Golf is a game with razor-thin margins. An inch one way or the other can be the difference between a made putt and a miss, or a drive that splits the fairway and one that finds a hazard. There’s no sport that demands the precision and consistency that golf does.

With the margins so unforgiving, improvement can be difficult. Your game can be achingly close to a breakthrough but still feel light years away. Sometimes those last few inches are all that it takes.

There’s good news and bad news about this axiom. The good news? Improvement is not as far off as you may think. On the flip side, the precision required to achieve those gains is not easy to come by.

As you get to higher levels of golf, those margins are even slimmer. Everyone is good, but there are distinctions that separate them from the truly great.

The difference between good and great golfers

At the highest level of golf — the PGA Tour — these margins are inconceivably thin. Any player in the field can win any given week, and the difference between a huge paycheck and a missed cut can seldom be understood by recreational players.

Collin Morikawa, playing in this week’s season-opener in Hawaii, reflected on this fact after the first round of his 2024 campaign.

“If you know where you’re going to miss it, that’s the biggest thing,” he said. “Best players out here in the world that are winning and contending every week, they know where they’re going to miss it. They hit maybe a little bit more quality of golf shots, but slowly I’m learning where the ball’s going to go, that’s the biggest thing.”

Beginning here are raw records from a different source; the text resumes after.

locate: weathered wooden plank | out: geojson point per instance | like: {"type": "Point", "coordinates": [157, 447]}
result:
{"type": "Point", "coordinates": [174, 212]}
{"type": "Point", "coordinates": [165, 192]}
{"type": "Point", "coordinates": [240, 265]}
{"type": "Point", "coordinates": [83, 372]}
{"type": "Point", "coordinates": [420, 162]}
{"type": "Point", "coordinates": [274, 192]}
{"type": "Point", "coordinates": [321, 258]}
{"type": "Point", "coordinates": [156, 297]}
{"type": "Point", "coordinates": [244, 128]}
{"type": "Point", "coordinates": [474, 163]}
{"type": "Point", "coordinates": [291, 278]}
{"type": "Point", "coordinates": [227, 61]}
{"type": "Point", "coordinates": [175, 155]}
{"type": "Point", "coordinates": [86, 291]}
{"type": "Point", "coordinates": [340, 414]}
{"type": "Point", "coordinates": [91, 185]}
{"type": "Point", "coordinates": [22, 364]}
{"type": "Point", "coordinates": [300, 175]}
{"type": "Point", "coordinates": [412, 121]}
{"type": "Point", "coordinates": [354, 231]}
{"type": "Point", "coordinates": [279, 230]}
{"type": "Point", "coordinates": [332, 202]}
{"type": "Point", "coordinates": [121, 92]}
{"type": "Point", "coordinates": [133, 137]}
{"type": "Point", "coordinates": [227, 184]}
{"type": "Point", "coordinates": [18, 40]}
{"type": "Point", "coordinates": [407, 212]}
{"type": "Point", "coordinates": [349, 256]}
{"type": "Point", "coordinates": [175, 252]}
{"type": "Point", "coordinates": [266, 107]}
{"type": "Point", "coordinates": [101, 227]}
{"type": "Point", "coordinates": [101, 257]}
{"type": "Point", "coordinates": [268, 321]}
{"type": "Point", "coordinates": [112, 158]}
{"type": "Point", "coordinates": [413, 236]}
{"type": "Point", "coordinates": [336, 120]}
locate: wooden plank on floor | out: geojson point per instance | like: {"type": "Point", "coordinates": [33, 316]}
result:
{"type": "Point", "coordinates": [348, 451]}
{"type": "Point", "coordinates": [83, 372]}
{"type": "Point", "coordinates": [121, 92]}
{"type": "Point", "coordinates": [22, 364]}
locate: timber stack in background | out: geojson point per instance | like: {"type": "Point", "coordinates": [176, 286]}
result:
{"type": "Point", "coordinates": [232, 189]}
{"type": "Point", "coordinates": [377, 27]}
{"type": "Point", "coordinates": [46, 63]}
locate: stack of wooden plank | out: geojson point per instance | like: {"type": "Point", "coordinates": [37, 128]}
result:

Obviously, the margins are smaller on the pro circuit, but this thinking can be translated to the recreational ranks, too. As Morikawa said, the best players aren’t necessarily hitting more good shots that their counterparts. Instead, they are hitting fewer bad ones — and when they do, they have an idea of where their misses will be.

This is an important fact to note. Most amateur players get caught up in chasing the hero shots, firing at flags and taking on trouble. However, the best way to see improvement is simply by understanding your game, knowing where to miss and managing your mistakes.

If you’re struggling to find a breakthrough in your game, keep that in mind. Sometimes the easiest way to shoot lower scores is by getting out of your own way.

Zephyr Melton

Golf.com Editor

Zephyr Melton is an assistant editor for GOLF.com where he spends his days blogging, producing and editing. Prior to joining the team at GOLF, he attended the University of Texas followed by stops with the Texas Golf Association, Team USA, the Green Bay Packers and the PGA Tour. He assists on all things instruction and covers amateur and women’s golf. He can be reached at zephyr_melton@golf.com.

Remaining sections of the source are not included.